The big picture: That picture of corporate paralysis comes through in the latest Beige Book, in which Fed officials try to discern what's happening beneath the surface of the U.S. economy by calling up businesspeople and asking them.
- It points to a risk that, even if March and April data suggest economic stability — and it has so far — corporate behavior is shifting in ways creating high odds of a downturn later in the year.
- At turning points in the economy, anecdotal compilations like the Fed's eight-times-a-year Beige Book can be good guides to how things are changing in ways that haven't yet shown up in the data.
State of play: The report's top-line summaries of current conditions sound perfectly fine. "Economic activity was little changed since the previous report," it says. "Employment was little changed to up slightly" in most of the country.
- It's one layer down that the signs of trouble emerge.
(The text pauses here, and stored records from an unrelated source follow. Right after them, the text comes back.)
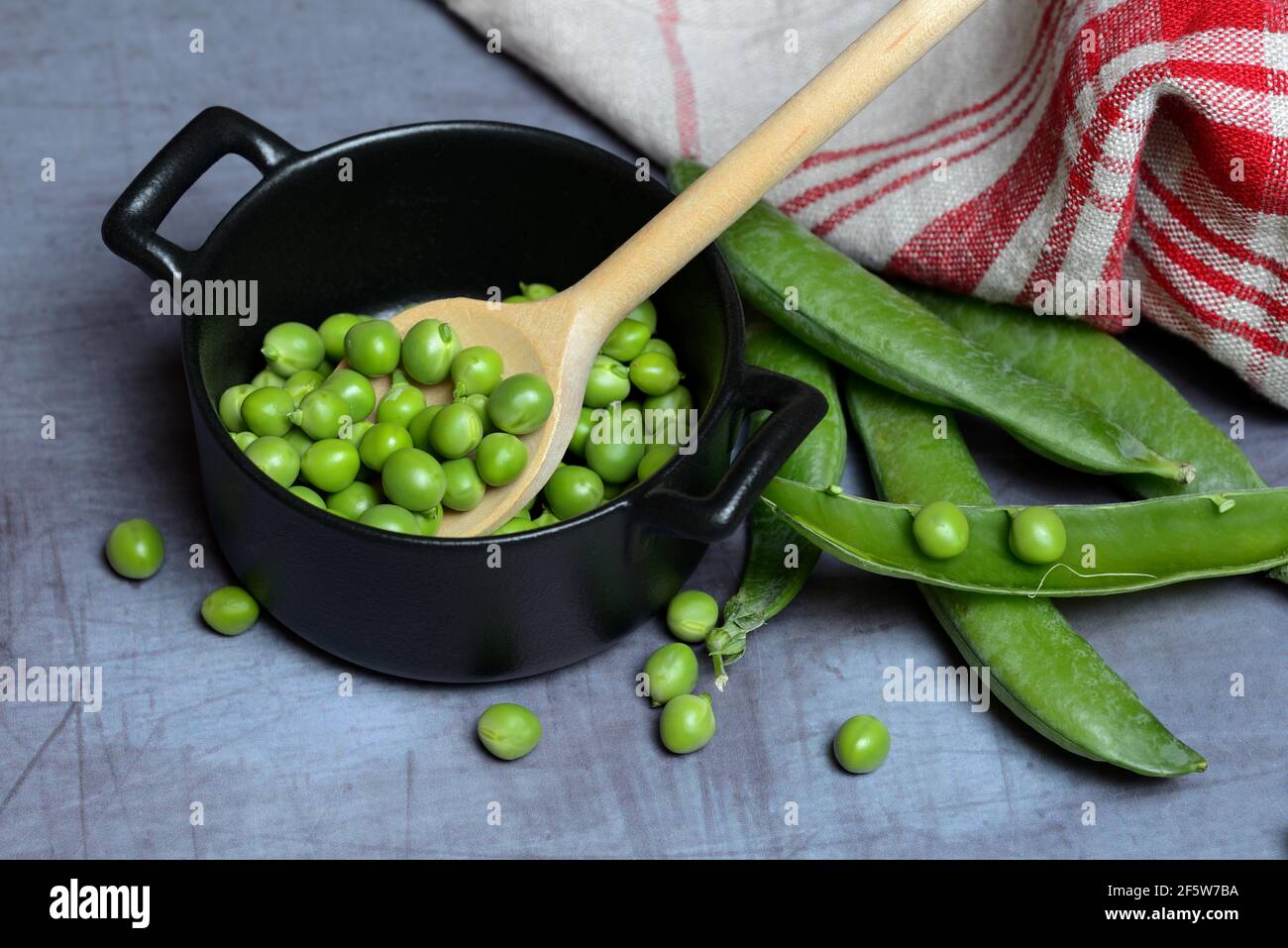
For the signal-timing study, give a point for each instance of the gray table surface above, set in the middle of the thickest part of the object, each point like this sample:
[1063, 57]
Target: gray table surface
[254, 728]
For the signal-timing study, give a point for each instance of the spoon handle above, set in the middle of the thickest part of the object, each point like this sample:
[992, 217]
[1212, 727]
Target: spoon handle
[784, 141]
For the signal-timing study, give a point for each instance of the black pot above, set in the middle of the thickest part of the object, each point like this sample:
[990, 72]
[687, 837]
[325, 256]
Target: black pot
[438, 210]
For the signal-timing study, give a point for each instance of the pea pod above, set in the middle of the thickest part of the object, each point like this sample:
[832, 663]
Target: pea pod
[1112, 548]
[1038, 666]
[823, 298]
[1111, 376]
[773, 575]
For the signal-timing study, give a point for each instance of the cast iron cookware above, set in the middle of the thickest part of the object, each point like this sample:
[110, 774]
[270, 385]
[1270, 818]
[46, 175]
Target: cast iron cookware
[450, 209]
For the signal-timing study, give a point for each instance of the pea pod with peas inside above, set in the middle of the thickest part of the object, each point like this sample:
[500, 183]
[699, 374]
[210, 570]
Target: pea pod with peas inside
[1038, 666]
[774, 575]
[823, 298]
[1112, 548]
[1102, 369]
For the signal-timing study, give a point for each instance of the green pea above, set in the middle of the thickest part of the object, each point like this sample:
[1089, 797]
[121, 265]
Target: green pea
[303, 382]
[429, 520]
[665, 411]
[940, 530]
[230, 407]
[400, 404]
[464, 488]
[308, 494]
[268, 411]
[333, 331]
[299, 440]
[419, 427]
[671, 670]
[391, 518]
[456, 430]
[476, 369]
[509, 732]
[585, 421]
[653, 459]
[520, 403]
[537, 291]
[381, 441]
[355, 389]
[321, 414]
[653, 373]
[612, 491]
[353, 501]
[267, 378]
[626, 340]
[515, 524]
[609, 381]
[614, 460]
[291, 347]
[136, 549]
[412, 479]
[1037, 535]
[574, 491]
[678, 398]
[373, 347]
[429, 348]
[500, 459]
[230, 610]
[692, 614]
[687, 723]
[662, 348]
[480, 404]
[356, 430]
[861, 745]
[277, 459]
[645, 313]
[330, 464]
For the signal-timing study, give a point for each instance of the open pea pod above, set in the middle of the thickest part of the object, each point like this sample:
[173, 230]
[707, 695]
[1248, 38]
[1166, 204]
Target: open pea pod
[1038, 666]
[1112, 548]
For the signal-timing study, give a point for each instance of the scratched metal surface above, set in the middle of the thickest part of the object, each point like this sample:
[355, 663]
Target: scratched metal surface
[254, 728]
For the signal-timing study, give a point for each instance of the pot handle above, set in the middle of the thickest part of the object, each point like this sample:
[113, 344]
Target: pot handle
[130, 227]
[797, 408]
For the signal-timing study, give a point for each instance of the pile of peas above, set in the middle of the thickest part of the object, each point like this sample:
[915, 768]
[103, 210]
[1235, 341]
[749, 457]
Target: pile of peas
[304, 424]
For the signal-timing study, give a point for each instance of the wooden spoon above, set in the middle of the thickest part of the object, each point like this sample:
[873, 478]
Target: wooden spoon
[558, 338]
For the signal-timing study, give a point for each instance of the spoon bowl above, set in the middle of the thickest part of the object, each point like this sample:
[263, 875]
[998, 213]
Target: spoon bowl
[520, 333]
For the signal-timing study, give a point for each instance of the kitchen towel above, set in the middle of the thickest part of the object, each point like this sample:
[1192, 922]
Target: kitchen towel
[1087, 158]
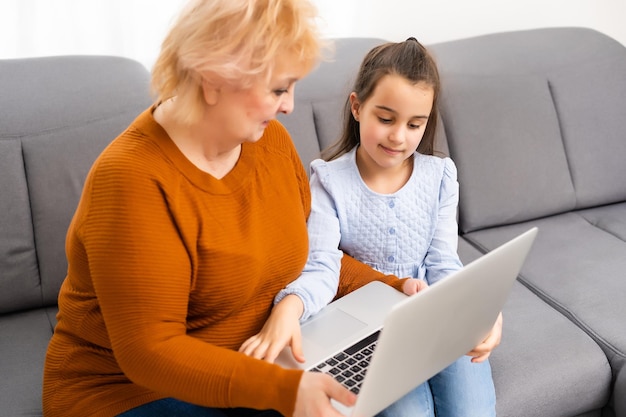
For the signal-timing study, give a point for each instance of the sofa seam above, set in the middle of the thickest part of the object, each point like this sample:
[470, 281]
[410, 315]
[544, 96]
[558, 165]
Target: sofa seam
[563, 142]
[39, 133]
[32, 223]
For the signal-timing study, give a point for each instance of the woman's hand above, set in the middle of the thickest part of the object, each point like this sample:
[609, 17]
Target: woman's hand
[315, 392]
[481, 352]
[282, 328]
[412, 286]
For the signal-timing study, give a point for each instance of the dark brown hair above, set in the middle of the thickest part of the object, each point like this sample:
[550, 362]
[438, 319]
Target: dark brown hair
[409, 59]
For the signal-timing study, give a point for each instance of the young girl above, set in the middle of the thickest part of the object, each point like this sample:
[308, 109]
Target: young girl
[382, 197]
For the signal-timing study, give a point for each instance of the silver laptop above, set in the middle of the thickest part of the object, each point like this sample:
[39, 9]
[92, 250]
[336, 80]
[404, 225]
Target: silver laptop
[376, 329]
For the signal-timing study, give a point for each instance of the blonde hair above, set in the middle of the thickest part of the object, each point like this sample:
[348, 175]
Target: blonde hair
[233, 42]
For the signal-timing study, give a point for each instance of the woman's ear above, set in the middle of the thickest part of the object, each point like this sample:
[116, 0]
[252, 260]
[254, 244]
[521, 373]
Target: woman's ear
[210, 91]
[355, 106]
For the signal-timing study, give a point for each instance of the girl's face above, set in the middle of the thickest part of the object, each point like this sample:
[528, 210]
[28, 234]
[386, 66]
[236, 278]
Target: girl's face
[392, 121]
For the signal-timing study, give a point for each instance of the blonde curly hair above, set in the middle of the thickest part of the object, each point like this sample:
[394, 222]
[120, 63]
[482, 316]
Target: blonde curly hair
[233, 42]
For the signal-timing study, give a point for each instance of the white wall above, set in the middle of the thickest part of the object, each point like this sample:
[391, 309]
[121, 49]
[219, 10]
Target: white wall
[432, 21]
[135, 28]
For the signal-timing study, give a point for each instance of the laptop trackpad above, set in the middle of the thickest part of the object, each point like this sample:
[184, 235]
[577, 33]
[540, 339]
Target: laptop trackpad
[330, 327]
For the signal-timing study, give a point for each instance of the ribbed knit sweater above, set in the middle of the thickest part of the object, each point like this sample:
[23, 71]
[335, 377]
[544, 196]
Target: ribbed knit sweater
[170, 270]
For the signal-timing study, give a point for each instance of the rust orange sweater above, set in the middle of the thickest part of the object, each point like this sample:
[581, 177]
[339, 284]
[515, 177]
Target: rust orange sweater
[170, 270]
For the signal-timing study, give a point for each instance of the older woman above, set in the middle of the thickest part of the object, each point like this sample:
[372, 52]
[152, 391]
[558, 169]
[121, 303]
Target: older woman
[189, 224]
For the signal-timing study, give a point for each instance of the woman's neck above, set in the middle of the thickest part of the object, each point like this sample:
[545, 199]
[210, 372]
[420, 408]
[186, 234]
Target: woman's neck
[197, 143]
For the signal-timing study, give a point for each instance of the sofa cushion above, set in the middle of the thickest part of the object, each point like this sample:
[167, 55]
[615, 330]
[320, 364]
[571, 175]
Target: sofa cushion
[590, 99]
[534, 360]
[578, 269]
[58, 113]
[23, 344]
[505, 124]
[20, 286]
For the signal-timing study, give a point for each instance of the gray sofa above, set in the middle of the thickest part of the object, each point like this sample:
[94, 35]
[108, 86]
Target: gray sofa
[533, 120]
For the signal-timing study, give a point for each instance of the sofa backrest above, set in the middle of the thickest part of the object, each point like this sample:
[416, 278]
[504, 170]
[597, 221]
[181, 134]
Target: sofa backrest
[534, 122]
[56, 116]
[531, 118]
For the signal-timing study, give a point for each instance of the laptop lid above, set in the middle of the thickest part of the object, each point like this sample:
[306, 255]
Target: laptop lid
[423, 334]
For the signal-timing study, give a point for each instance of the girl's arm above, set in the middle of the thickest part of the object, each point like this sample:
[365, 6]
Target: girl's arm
[442, 258]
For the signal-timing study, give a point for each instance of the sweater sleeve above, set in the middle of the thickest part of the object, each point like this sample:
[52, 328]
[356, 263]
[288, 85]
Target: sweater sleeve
[141, 274]
[317, 285]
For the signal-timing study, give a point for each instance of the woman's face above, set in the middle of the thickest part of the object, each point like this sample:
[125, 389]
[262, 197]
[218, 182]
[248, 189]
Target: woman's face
[244, 113]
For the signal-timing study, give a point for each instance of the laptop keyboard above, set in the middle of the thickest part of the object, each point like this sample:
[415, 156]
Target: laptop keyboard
[349, 366]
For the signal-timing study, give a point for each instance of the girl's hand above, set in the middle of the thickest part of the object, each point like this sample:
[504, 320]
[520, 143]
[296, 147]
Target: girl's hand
[282, 328]
[315, 392]
[412, 286]
[481, 352]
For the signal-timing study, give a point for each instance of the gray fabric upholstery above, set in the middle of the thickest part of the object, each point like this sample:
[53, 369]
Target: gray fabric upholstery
[477, 112]
[535, 357]
[553, 135]
[532, 119]
[56, 115]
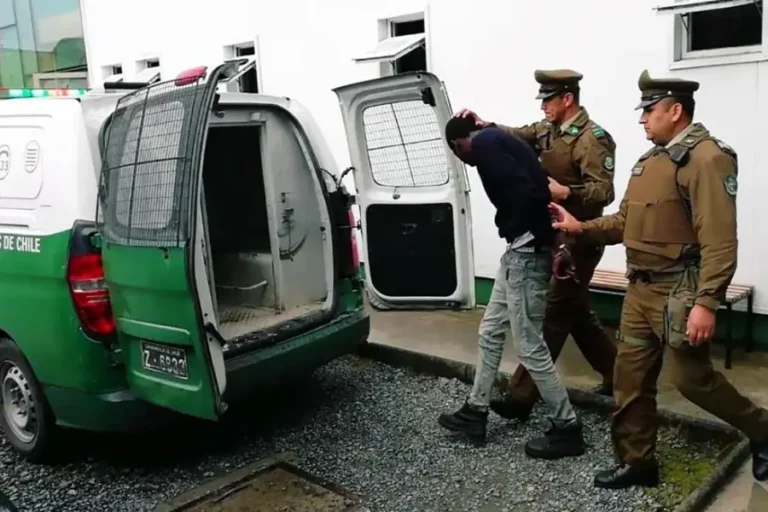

When it comes to future planning, the trade war is creating profound uncertainty that looks to already be translating into restrained hiring and capital spending.
- Contacts in several Fed districts "reported that firms were taking a wait-and-see approach to employment, pausing or slowing hiring until there is more clarity on economic conditions," the report said, along with "scattered reports of firms preparing for layoffs."
- "Business leaders indicated recent strategy discussions shifted away from capital investments aimed at innovation and efficiency toward a focus almost entirely on mitigating tariff-related risks," reported the Kansas City Fed.
By the numbers: The document used the word "uncertainty" 80 times, up from 45 times in the early March edition and 11 times a year ago.
- In the edition released in April 2020 — the early days of the pandemic — the word appeared only 19 times. In October of 2008, during the free fall phase of the global financial crisis, 16 times.
- In other words, by this (admittedly imperfect) measure, businesspeople are more unsure of what lies ahead than they were even in some of the most traumatic moments in modern economic history.
Of note: There are many mentions of trouble in the tourism business. The Boston Fed, for example, reported that "travel from Canada declined noticeably, and contacts feared that summer travel from Europe and China could suffer as well because of negative reactions to U.S. tariff policies."